Five Practical takeaways from The Social Designer’s Paradox

 

1) If you cannot explain your value in the organisation’s language, you will be misunderstood.
The book opens with a recognisable mini case: a designer describes strengths like “reframing” and “orchestrating”, while the recruiter hears vagueness, risk, or a mismatch with formal responsibilities. The gap is not only about jargon. It is about different professional traditions of what counts as useful work.
Put it into practice: zoom out and practice explaining why you do what you do and where that comes from. 

2) Public organisations are built for stability first.

A core message is that the government is not a startup that simply needs more creativity. It operates within constitutional traditions, separation of powers, and accountability mechanisms.Practice acceptance that bureaucracy may be annoying, it is also one of the cornerstones of democracy, highly important, practice patience. That creates predictable friction with design approaches that explore, iterate, and keep options open longer.
Put it into practice: design your process around formal moments of decision-making. Clarify what must be fixed early (scope, mandate, constraints) and where exploration is allowed (options, prototypes, narratives, stakeholder insights).

3) Own Your Design Practitionership

The book shows how design in government can be reduced to tools: sprints, empathy interviews, co-creation sessions, and sticky notes. Those can help, but they often become a substitute for designers’ practitionership. deeper organisational integration of design capabilities.
Put it into practice: Be careful with terms like Design Thinking, though they provide an open door that comes with stigma; moreover, it downgrades your entire practice into a three-day course. Own your practitionership.

4) Designing for Both Sides: Users, Enablers, and System Constraints
Designers tend to work close to lived experience: citizens, frontline professionals, and the messy reality of daily life. Public systems tend to prioritise standardisation, metrics, budgets, and comparability. The paradox is that societal progress needs both, but the two worlds reward different behaviours and different types of evidence.
Put it into practice: Not just the stakes of the users but also of enablers, and systems that catalyse or obstruct the change.

5) Designers need clearer positions, not just better methods.
One of the most useful contributions of the book is that it treats social design as a form of “practitionership” rather than a toolbox. It invites readers to think about where designers can sit in or around the government, so their work is not isolated in labs or temporary projects.
Put it into practice: be explicit about your intended position. Are you supporting execution, shaping policy, or enabling organisational learning and integration? Then align your deliverables, stakeholders, and success measures to that position.

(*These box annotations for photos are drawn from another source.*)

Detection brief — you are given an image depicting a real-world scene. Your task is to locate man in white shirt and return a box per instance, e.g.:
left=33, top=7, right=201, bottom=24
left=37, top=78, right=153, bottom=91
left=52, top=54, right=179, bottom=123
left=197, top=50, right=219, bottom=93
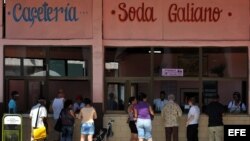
left=52, top=89, right=64, bottom=121
left=186, top=97, right=200, bottom=141
left=154, top=91, right=168, bottom=113
left=228, top=92, right=247, bottom=113
left=29, top=97, right=47, bottom=141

The real paradox is that designers, while masters at getting stakeholders together and implicit assumptions above the surface, forget that they come with implicit assumptions as well. Norms and values hidden in the legacy that formed their profession, this book is also to make those explicit to help designers understand why they are frustrated or why they have a different view. As designers know, and in line with a quote attributed to Einstein, ‘problem finding’ is often 95% of the solution.

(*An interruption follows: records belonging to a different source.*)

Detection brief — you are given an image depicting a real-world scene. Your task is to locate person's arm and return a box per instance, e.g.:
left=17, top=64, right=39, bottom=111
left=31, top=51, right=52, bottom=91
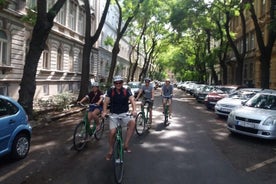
left=129, top=95, right=137, bottom=116
left=135, top=89, right=143, bottom=100
left=96, top=95, right=104, bottom=105
left=151, top=88, right=154, bottom=101
left=77, top=95, right=89, bottom=103
left=102, top=96, right=110, bottom=117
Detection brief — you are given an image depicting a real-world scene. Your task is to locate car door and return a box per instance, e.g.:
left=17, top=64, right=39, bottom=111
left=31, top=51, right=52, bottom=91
left=0, top=98, right=18, bottom=155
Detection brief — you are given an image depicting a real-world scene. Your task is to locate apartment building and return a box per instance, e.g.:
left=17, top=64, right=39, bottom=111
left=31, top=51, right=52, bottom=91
left=0, top=0, right=139, bottom=99
left=227, top=0, right=276, bottom=89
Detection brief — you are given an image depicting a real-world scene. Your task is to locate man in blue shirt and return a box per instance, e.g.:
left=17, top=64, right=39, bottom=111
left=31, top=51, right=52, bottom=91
left=102, top=76, right=136, bottom=160
left=161, top=79, right=173, bottom=118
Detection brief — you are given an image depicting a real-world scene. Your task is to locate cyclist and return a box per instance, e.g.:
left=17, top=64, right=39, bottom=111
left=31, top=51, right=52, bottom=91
left=135, top=78, right=154, bottom=124
left=102, top=76, right=136, bottom=160
left=161, top=79, right=173, bottom=118
left=78, top=82, right=103, bottom=129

For innovation leaders, designers, and consultants working with the public sector, The Social Designer’s Paradox offers something rare: a grounded explanation of why “good design work” can still fail to land, and what to do differently so it can.

If you work in government, the book helps you collaborate with designers in a way that produces decisions and implementation, not just inspiration. If you are a designer, it helps you build legitimacy and traction without diluting your craft.